Bibirku memanjang. Wajah itu kian lekat di dinding ingatan menghadirkan debar-debar halus di dada. Dia lelaki yang Ayah pilihkan untukku!

“Yang keempat itu rupa. Rupa di sini, bukan berarti kau itu sekadar tampil cantik, karena setelah menikah kecantikan tidak hanya diukur dari indahnya wajah.
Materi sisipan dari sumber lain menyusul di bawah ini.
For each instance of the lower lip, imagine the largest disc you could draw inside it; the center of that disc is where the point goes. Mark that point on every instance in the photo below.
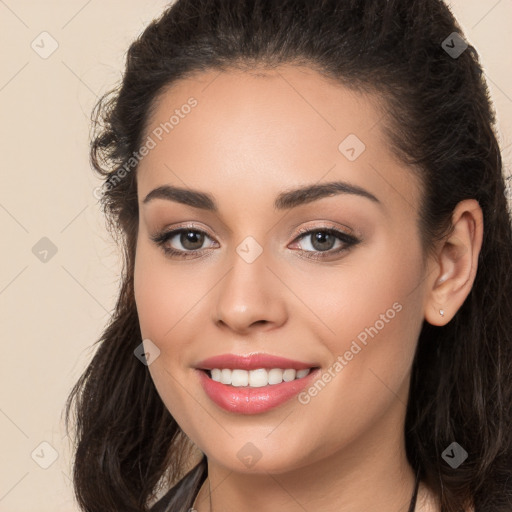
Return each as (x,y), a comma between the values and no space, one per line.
(247,400)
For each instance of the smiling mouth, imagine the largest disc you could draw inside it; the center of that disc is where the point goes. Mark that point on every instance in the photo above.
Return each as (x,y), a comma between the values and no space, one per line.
(257,378)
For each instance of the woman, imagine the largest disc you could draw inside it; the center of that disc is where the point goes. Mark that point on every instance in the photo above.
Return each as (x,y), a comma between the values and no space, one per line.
(315,307)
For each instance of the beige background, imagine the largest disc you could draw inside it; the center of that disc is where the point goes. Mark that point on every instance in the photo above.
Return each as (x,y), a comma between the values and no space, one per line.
(53,311)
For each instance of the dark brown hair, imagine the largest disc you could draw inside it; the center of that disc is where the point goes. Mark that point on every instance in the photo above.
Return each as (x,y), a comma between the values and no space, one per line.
(439,120)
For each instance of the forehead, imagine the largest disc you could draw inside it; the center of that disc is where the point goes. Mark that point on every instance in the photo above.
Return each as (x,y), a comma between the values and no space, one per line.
(258,127)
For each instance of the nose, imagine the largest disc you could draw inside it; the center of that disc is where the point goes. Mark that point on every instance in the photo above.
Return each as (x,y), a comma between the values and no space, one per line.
(250,297)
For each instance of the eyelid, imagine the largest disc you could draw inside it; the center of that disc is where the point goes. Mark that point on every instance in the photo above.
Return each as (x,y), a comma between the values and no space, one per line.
(163,236)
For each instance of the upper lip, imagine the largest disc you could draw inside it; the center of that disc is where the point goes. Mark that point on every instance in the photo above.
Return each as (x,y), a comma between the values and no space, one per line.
(251,362)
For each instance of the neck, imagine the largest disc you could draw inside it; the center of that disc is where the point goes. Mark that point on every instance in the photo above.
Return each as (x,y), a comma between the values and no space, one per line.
(372,470)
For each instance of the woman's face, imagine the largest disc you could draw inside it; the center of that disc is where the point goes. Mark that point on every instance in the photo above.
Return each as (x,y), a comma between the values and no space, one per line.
(348,300)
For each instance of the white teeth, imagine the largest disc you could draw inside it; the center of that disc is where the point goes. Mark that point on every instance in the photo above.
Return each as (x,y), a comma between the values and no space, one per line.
(256,378)
(239,378)
(225,376)
(289,375)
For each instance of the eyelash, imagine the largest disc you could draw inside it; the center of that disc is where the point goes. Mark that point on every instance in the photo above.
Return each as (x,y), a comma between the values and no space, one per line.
(350,241)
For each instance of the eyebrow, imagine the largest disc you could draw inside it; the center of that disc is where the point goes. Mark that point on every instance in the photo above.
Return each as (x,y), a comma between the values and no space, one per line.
(284,201)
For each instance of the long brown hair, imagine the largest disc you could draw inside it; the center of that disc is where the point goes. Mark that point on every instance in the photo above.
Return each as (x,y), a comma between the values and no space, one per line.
(439,120)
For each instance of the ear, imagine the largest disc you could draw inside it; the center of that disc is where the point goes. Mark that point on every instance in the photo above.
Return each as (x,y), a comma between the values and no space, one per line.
(456,264)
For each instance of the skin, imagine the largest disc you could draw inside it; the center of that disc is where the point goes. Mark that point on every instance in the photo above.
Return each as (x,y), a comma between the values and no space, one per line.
(251,137)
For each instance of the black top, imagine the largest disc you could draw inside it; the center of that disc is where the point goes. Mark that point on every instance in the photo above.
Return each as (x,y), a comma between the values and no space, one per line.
(175,500)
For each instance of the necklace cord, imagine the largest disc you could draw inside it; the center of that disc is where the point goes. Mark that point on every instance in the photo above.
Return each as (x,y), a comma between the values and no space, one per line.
(412,506)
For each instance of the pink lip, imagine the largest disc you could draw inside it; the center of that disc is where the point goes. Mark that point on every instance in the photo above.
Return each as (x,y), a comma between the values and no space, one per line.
(247,400)
(252,362)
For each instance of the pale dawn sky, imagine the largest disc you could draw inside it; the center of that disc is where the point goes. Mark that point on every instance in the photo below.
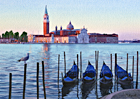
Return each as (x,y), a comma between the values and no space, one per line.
(101,16)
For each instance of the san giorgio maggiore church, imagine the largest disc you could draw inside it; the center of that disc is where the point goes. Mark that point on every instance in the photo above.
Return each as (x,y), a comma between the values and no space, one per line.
(70,35)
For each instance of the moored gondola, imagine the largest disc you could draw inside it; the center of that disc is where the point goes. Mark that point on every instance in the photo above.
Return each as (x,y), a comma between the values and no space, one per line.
(89,74)
(71,77)
(123,76)
(105,74)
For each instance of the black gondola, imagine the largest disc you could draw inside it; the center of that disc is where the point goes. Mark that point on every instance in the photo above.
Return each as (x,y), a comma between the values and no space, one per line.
(89,74)
(123,76)
(105,74)
(71,76)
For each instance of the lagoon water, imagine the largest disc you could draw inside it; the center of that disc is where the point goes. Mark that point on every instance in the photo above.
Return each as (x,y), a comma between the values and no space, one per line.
(10,53)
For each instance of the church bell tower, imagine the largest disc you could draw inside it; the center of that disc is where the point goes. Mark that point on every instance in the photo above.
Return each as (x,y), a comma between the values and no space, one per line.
(46,23)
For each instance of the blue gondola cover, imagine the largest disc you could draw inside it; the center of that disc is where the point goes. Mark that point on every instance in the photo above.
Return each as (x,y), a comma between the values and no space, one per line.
(73,72)
(90,71)
(105,71)
(120,73)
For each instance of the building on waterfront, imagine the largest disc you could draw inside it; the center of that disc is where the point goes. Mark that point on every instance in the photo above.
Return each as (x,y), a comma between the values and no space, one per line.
(69,35)
(83,37)
(103,38)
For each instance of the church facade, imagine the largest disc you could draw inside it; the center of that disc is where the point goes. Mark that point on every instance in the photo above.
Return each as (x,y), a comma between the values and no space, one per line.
(68,35)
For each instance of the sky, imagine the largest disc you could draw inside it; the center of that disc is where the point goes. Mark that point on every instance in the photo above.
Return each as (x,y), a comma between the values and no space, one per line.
(97,16)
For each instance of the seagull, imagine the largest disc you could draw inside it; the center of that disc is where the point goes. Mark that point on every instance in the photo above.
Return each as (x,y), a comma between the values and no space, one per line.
(24,58)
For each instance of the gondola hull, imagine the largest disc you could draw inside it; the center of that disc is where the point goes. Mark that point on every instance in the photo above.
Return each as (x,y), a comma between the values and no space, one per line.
(123,76)
(89,74)
(67,83)
(71,77)
(104,80)
(105,74)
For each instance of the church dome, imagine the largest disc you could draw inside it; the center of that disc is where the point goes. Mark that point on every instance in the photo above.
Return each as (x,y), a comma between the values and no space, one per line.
(70,26)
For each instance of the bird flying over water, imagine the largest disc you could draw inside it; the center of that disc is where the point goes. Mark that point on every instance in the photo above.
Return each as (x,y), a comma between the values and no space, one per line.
(24,58)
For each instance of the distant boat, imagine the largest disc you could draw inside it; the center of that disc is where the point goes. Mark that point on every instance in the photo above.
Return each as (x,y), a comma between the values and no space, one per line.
(105,74)
(71,76)
(89,74)
(123,76)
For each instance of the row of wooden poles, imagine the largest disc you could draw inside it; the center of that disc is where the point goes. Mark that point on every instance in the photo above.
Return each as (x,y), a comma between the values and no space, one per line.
(137,64)
(96,64)
(24,81)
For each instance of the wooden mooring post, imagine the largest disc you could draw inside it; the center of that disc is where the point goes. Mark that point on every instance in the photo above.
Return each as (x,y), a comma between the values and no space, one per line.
(43,80)
(137,69)
(127,64)
(58,75)
(96,60)
(115,64)
(80,65)
(133,67)
(24,82)
(77,65)
(115,68)
(64,63)
(111,61)
(37,77)
(10,85)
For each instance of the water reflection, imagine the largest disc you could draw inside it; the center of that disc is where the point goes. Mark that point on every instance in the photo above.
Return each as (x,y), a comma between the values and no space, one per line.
(106,89)
(67,89)
(86,88)
(126,86)
(45,47)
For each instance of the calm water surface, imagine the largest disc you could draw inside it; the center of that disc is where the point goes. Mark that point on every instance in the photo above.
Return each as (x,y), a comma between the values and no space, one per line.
(10,53)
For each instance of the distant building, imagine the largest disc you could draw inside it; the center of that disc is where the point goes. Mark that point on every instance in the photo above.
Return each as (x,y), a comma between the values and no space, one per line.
(69,35)
(103,38)
(83,37)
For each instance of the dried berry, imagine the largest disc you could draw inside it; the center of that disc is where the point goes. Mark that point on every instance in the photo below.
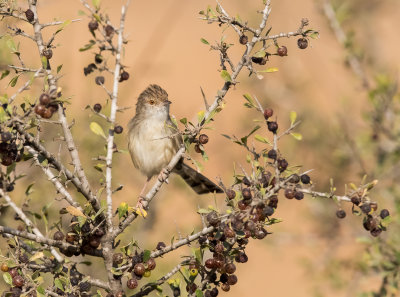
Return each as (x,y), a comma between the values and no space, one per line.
(124,76)
(48,53)
(97,107)
(298,195)
(272,126)
(109,30)
(289,193)
(151,264)
(341,214)
(268,112)
(232,280)
(139,269)
(302,43)
(58,235)
(203,138)
(355,200)
(30,16)
(231,194)
(117,259)
(161,245)
(282,51)
(93,25)
(4,267)
(118,129)
(44,99)
(212,218)
(99,80)
(305,179)
(18,281)
(230,268)
(243,39)
(132,283)
(246,193)
(366,208)
(272,154)
(197,149)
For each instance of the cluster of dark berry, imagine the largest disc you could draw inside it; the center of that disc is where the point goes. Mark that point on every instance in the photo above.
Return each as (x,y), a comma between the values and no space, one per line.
(281,51)
(202,140)
(47,106)
(372,221)
(11,150)
(99,61)
(88,236)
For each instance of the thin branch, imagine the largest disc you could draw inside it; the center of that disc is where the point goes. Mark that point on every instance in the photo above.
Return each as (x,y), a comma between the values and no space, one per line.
(29,223)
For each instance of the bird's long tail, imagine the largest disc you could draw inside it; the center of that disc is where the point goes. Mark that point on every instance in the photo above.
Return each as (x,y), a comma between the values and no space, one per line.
(197,181)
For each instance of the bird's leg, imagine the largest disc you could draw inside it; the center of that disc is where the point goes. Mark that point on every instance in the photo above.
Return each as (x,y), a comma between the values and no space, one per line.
(139,204)
(163,176)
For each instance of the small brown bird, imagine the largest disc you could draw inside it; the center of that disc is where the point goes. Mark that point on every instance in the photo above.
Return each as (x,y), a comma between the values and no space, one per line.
(153,140)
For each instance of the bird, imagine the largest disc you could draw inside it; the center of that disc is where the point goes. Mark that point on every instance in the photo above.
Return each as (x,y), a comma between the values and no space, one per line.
(154,139)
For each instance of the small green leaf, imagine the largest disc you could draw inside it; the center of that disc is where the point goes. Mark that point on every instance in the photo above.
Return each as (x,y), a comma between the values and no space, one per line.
(7,278)
(146,255)
(261,139)
(96,129)
(204,41)
(293,116)
(297,136)
(226,76)
(5,73)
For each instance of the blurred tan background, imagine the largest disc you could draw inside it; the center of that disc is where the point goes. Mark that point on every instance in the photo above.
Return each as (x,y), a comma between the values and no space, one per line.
(165,48)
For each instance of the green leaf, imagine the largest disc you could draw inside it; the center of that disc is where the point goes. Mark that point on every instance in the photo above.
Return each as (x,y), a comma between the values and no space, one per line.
(13,81)
(7,278)
(96,129)
(146,255)
(5,73)
(297,136)
(293,116)
(204,41)
(261,139)
(226,76)
(58,284)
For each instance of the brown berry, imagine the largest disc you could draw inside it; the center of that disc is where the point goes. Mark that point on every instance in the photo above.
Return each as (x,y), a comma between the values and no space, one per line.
(93,25)
(4,267)
(341,214)
(231,194)
(151,264)
(97,107)
(109,30)
(272,126)
(203,138)
(118,129)
(30,16)
(139,269)
(282,51)
(268,112)
(302,43)
(132,283)
(18,281)
(44,99)
(58,235)
(243,39)
(99,80)
(48,53)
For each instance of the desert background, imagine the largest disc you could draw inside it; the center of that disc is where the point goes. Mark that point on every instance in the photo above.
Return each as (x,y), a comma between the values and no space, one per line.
(301,258)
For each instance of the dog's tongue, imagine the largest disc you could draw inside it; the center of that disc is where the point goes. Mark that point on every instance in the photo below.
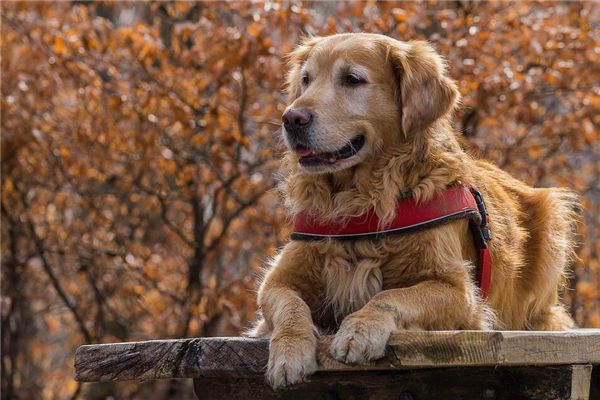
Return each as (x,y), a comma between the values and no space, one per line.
(304,151)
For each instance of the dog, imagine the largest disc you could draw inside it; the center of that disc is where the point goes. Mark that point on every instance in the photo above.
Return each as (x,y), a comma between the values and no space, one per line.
(368,121)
Menjaga rupa artinya berusaha sabar, memasang wajah sedap pada saat suami sedang marah. Begitu pun sebaliknya. Bukan lantas dikembari, orang marah ikut marah. Jika satu jadi api, maka yang lain harus berusaha jadi air.” Dia diam sejenak. “Itulah makna empat sudut pelepah pohon pisang ini!” Dia meletakkannya di atas tikar (Masyari, 2020: 37-38).

Pada kutipan (28) terlihat bagaimana Chebbing berperilaku saat perias berusaha menjelaskan apa yang harus diketahui oleh Chebbing dalam sebuah pernikahan. Di sini Chebbing terlihat mendengarkan dengan seksama dan tidak berusaha menyela.

Kutipan (29) dan (30) memperjelas mengenai pemaknaan damar kambang dan menekankan bahwa damar kambang merupakan lambang atau simbol dari sebuah pernikahan. Berikut kutipannya.

(29) “Kau tahu, segala sesuatu itu harus dikerjakan dengan ikhlas. Menerima. Hati yang bersih dan lembut akan mudah ikhlas menerima segala macam cobaan!

Tidak banyak mengeluh. Tidak banyak menuntut. Lembutkan dan putihkan hatimu itu seperti kapas ini!” Perias mencomot sejumput kapas, lalu memintalnya hingga panjang sejengkal dan sebesar jari kelingking. Ujung pintalan kapas lalu dimasukkan ke lubang pelepah pohon pisang tadi (Masyari, 2020: 39).

(30) “Itu sumbunya?” tanyaku.

“Iya! Hati yang lembut dan bersih adalah sumbu cahaya dalam kehidupan!”

katanya seraya membetulkan posisi sumbu.

Pelepah pohon pisang bersumbu kapas itu pun diletakkan dalam mangkuk berisi minyak kelapa dengan hati-hati.

Selesai.

“Inilah damar kambang, lambang pernikahan!” Perias tersenyum lebar.

Tatapannya dialihkan padaku. Mataku berbinar-binar takjub (Masyari, 2020:

39).

Dari penjelasan di atas, dapat diketahui bahwa modal budaya dalam kondisi

“menubuh” paling dominan dimiliki oleh Madlawi dan Chebbing. Madlawi yang menjalankan tradisi yang sudah ada sejak dulu sehingga ia mencoba mempertahankan apa yang sudah ada. Sedangkan Chebbing dengan perilakunya terhadap individu lain sehingga terlihat jelas posisi kelasnya.